I spent last weekend in Spain with two old school friends. We had not been together for 31 years and it was great catching up with all that had happened to each of us. Both my friends are former senior international marketing managers and on a Sunday morning ramble high above the Mediterranean I asked them each for one key piece of advice that they would give to those trying to sell products. One immediately said about believing in yourself and the product, whilst the other spoke about an approach that emphasised future benefits to potential consumers. This caused me to reflect on how we strive locally to make sure that the leaders in all our churches really get the benefits for all that are derived from good practice and widely accepted and understood policy. Perhaps, then, there is something we can learn from marketing theory that we can apply to make sure the safeguarding product is understood.
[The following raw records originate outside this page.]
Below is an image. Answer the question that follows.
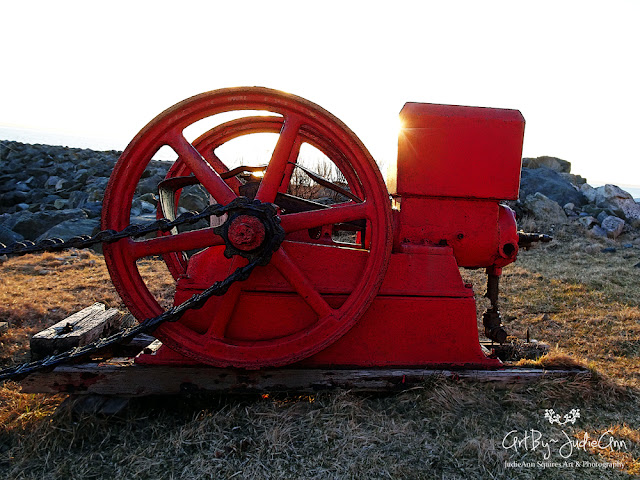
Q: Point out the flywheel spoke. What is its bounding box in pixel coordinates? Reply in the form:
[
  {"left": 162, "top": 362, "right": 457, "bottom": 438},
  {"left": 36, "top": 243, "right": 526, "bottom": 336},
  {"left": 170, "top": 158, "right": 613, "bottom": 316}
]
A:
[
  {"left": 205, "top": 257, "right": 247, "bottom": 339},
  {"left": 280, "top": 202, "right": 371, "bottom": 233},
  {"left": 271, "top": 246, "right": 335, "bottom": 318},
  {"left": 167, "top": 132, "right": 238, "bottom": 205},
  {"left": 256, "top": 115, "right": 302, "bottom": 203},
  {"left": 127, "top": 228, "right": 224, "bottom": 259}
]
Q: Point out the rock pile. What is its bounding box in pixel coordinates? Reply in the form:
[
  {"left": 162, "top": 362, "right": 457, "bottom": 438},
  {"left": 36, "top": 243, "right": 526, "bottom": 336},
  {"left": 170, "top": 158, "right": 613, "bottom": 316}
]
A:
[
  {"left": 0, "top": 140, "right": 208, "bottom": 245},
  {"left": 514, "top": 157, "right": 640, "bottom": 239}
]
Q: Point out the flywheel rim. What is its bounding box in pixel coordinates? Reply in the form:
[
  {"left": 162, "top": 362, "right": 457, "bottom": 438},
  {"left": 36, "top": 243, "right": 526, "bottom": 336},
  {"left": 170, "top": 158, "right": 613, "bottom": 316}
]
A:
[{"left": 102, "top": 87, "right": 391, "bottom": 368}]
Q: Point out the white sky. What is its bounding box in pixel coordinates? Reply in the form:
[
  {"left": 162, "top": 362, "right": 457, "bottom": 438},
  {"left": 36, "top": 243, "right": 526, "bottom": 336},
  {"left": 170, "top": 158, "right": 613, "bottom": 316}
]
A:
[{"left": 0, "top": 0, "right": 640, "bottom": 186}]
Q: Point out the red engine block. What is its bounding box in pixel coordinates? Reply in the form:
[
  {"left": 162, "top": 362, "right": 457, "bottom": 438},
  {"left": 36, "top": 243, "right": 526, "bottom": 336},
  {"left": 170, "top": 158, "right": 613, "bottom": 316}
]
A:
[{"left": 103, "top": 87, "right": 524, "bottom": 368}]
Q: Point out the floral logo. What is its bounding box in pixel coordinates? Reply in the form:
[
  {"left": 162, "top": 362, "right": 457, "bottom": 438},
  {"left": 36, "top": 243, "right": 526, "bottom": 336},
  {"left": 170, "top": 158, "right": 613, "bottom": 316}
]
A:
[{"left": 544, "top": 408, "right": 580, "bottom": 425}]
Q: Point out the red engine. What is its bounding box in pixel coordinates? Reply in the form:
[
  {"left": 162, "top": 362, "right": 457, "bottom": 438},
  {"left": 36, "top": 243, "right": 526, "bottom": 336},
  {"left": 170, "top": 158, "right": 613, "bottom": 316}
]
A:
[{"left": 103, "top": 87, "right": 524, "bottom": 368}]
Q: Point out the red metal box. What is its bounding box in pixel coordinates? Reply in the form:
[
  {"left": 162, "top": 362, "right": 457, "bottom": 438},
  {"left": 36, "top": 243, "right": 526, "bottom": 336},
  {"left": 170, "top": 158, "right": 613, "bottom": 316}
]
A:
[{"left": 387, "top": 103, "right": 525, "bottom": 200}]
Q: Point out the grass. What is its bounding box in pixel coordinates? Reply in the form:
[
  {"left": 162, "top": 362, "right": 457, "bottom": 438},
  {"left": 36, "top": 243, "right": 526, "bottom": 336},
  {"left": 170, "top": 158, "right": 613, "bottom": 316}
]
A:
[{"left": 0, "top": 223, "right": 640, "bottom": 479}]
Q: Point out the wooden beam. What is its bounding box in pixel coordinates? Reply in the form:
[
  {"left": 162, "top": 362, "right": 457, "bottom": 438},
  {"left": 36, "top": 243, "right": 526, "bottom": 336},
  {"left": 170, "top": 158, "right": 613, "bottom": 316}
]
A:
[
  {"left": 31, "top": 303, "right": 122, "bottom": 360},
  {"left": 21, "top": 358, "right": 590, "bottom": 397}
]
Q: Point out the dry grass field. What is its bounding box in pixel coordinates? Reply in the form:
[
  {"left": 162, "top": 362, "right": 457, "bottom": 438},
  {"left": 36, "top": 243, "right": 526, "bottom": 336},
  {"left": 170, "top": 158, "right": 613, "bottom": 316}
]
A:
[{"left": 0, "top": 223, "right": 640, "bottom": 480}]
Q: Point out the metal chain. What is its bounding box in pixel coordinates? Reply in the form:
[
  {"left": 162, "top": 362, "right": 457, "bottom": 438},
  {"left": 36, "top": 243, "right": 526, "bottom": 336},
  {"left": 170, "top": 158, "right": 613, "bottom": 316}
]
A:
[
  {"left": 0, "top": 201, "right": 231, "bottom": 255},
  {"left": 0, "top": 197, "right": 284, "bottom": 381}
]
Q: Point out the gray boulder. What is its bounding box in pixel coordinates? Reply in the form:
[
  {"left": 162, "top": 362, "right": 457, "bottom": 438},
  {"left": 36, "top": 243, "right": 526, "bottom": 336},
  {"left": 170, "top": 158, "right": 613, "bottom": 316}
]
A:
[
  {"left": 37, "top": 218, "right": 100, "bottom": 240},
  {"left": 522, "top": 156, "right": 571, "bottom": 173},
  {"left": 594, "top": 184, "right": 640, "bottom": 224},
  {"left": 578, "top": 215, "right": 598, "bottom": 229},
  {"left": 523, "top": 192, "right": 568, "bottom": 225},
  {"left": 601, "top": 215, "right": 624, "bottom": 239},
  {"left": 0, "top": 225, "right": 24, "bottom": 245},
  {"left": 520, "top": 167, "right": 587, "bottom": 207},
  {"left": 4, "top": 208, "right": 87, "bottom": 240}
]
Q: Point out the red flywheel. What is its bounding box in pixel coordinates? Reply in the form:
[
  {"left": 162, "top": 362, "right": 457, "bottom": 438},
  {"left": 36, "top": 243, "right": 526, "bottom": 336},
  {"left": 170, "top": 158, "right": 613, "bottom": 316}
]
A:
[{"left": 102, "top": 87, "right": 391, "bottom": 368}]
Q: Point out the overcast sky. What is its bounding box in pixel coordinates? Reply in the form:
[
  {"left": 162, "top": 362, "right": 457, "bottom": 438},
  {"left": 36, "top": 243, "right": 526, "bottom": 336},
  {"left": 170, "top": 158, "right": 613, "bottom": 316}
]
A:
[{"left": 0, "top": 0, "right": 640, "bottom": 189}]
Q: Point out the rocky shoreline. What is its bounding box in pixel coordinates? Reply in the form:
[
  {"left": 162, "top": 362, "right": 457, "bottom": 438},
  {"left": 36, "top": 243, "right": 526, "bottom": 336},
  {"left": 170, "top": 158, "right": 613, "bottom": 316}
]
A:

So how can we enhance our own belief in good safeguarding practice, and convince others that this is something they can’t do without? The Past Cases Review showed us the historic consequence of not getting things right in the past, and so provides evidence of the path we want to avoid. Our new policies are the tools we have at our disposal. The stories of survivors and how some churches have taken positive steps to address concerns they have identified can be the inspiration that reminds us of the importance and privilege of what we do.
We are not about selling baked beans or luxury cars. We are however about taking pride in what we do to keep our churches safe, letting everyone else know that in the long run safeguarding is a product we can all trust to bring benefits to all.